There are two sides to web development – the server side and the client side. A server side framework typically uses a programming language with a compiler and runs on a Web server, such as Node, PHP and ASP.NET.
A number of web developers opt to build their web applications on top of client-side framework libraries. These libraries are frameworks in that they build higher-level APIs for client-side programming on top of the standard and proprietary APIs that web browsers offer.
Once a developer adopts a framework, he needs to rewrite his code to use the APIs defined by that framework. The benefit of using a framework is that it’s a higher-level API that enables a developer to do more with less code. A framework that’s well-written also addresses many compatibility, security and accessibility issues.
- Cordova – an open source mobile application development framework backed by Apache.

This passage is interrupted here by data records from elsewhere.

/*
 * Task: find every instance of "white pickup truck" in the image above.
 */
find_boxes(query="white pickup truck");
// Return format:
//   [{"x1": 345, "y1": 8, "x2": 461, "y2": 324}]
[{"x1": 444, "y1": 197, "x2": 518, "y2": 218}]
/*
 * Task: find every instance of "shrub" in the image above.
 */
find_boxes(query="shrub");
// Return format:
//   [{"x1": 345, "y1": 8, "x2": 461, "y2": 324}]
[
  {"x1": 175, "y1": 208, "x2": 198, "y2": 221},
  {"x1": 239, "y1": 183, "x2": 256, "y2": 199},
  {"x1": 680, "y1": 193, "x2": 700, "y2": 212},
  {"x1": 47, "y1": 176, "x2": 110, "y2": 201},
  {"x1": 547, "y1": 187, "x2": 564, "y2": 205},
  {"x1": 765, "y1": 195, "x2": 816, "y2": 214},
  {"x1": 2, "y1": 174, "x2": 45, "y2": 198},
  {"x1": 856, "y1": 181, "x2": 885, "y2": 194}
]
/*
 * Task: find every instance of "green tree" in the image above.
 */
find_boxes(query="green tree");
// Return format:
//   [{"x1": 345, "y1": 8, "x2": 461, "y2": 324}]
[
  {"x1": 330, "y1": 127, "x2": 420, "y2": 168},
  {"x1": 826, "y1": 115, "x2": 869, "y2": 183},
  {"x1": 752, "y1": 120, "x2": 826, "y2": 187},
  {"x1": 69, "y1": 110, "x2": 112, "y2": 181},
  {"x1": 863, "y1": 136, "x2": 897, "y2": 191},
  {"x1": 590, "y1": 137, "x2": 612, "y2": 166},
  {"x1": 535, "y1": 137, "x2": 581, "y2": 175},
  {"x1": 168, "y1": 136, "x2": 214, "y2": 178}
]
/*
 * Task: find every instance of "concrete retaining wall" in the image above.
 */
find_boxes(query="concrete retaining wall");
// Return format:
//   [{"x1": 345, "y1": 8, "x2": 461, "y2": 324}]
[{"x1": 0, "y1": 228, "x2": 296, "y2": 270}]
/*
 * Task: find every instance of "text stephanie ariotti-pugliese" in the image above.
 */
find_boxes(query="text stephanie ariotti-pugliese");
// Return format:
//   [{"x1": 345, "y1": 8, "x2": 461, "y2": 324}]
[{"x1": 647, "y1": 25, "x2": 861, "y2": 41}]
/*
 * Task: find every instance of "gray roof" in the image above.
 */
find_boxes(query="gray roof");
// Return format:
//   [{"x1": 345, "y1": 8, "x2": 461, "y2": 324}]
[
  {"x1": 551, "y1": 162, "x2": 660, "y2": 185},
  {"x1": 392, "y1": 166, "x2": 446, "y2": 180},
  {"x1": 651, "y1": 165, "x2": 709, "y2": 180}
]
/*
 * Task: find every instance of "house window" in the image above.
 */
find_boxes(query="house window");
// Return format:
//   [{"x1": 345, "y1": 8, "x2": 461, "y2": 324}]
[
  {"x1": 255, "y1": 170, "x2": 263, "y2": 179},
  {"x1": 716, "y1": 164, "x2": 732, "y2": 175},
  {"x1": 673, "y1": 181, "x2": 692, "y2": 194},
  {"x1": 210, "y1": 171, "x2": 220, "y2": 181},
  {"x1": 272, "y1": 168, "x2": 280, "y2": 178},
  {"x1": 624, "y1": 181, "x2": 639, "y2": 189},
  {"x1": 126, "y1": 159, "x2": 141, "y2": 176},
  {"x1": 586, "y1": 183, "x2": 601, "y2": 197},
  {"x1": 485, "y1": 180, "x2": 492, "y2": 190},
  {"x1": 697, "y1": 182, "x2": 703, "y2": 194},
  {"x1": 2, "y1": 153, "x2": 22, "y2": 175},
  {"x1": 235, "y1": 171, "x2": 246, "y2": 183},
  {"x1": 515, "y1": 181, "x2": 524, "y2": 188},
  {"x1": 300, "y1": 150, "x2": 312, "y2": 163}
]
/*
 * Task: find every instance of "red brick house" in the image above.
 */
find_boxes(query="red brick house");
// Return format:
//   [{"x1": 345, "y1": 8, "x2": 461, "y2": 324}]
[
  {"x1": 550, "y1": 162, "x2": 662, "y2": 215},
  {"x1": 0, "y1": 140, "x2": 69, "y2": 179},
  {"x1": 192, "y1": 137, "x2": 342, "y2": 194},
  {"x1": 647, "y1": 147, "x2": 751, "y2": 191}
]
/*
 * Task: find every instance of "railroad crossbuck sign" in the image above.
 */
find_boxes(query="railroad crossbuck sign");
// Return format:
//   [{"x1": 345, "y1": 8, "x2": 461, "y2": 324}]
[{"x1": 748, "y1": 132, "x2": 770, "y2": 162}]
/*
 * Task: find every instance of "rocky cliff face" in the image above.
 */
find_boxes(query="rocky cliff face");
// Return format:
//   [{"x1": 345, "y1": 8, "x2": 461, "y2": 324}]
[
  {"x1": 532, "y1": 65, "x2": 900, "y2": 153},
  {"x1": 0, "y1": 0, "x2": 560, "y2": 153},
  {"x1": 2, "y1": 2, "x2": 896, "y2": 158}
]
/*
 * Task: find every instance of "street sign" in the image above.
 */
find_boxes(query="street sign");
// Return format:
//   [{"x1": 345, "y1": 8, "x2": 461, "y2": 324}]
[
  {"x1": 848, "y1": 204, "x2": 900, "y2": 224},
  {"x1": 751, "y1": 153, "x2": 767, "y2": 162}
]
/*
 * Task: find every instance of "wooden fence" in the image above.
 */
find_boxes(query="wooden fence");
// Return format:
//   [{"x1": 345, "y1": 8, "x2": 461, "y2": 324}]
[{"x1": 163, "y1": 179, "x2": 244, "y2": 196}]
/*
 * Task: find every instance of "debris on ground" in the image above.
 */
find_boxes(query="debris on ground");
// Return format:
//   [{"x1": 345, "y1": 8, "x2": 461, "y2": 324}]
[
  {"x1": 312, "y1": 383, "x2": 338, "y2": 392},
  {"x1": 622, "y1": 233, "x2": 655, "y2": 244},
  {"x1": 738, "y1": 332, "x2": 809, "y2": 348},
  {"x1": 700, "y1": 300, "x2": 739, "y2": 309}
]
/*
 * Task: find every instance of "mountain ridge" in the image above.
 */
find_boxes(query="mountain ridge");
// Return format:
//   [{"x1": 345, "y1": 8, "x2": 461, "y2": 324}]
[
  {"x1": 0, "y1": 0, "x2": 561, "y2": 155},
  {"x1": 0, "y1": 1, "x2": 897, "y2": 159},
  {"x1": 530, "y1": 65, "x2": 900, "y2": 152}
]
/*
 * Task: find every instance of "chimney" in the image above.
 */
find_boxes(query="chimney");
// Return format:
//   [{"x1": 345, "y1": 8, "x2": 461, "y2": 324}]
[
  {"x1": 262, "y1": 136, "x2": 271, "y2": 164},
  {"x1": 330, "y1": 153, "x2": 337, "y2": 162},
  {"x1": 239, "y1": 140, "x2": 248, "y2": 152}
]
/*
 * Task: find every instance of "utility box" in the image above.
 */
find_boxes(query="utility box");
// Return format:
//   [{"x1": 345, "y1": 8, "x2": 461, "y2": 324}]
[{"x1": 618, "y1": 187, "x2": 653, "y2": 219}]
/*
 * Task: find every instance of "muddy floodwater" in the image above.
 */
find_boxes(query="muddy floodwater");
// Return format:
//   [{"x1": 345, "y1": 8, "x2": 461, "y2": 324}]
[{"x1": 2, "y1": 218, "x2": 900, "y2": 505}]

Cordova allows standard web languages to be wrapped and presented as native mobile applications. Cordova is widely used by such companies as Oracle, SAP and IBM. Cordova provides web applications with N API that maps standard web languages to native functionality, such as a phone’s GPS, camera, accelerometer, etc. Consequently, developers can build their applications using standard web languages while still being able to access native code-driven functionality. Cordova also lets developers market their apps on native app stores.
- Vue – a progressive framework developers can use to build user interfaces. The core library is focused on the view layer only, and can be easily picked up and integrated with other libraries or existing projects. When used with modern tooling and supporting libraries, Vue can power sophisticated single-page applications.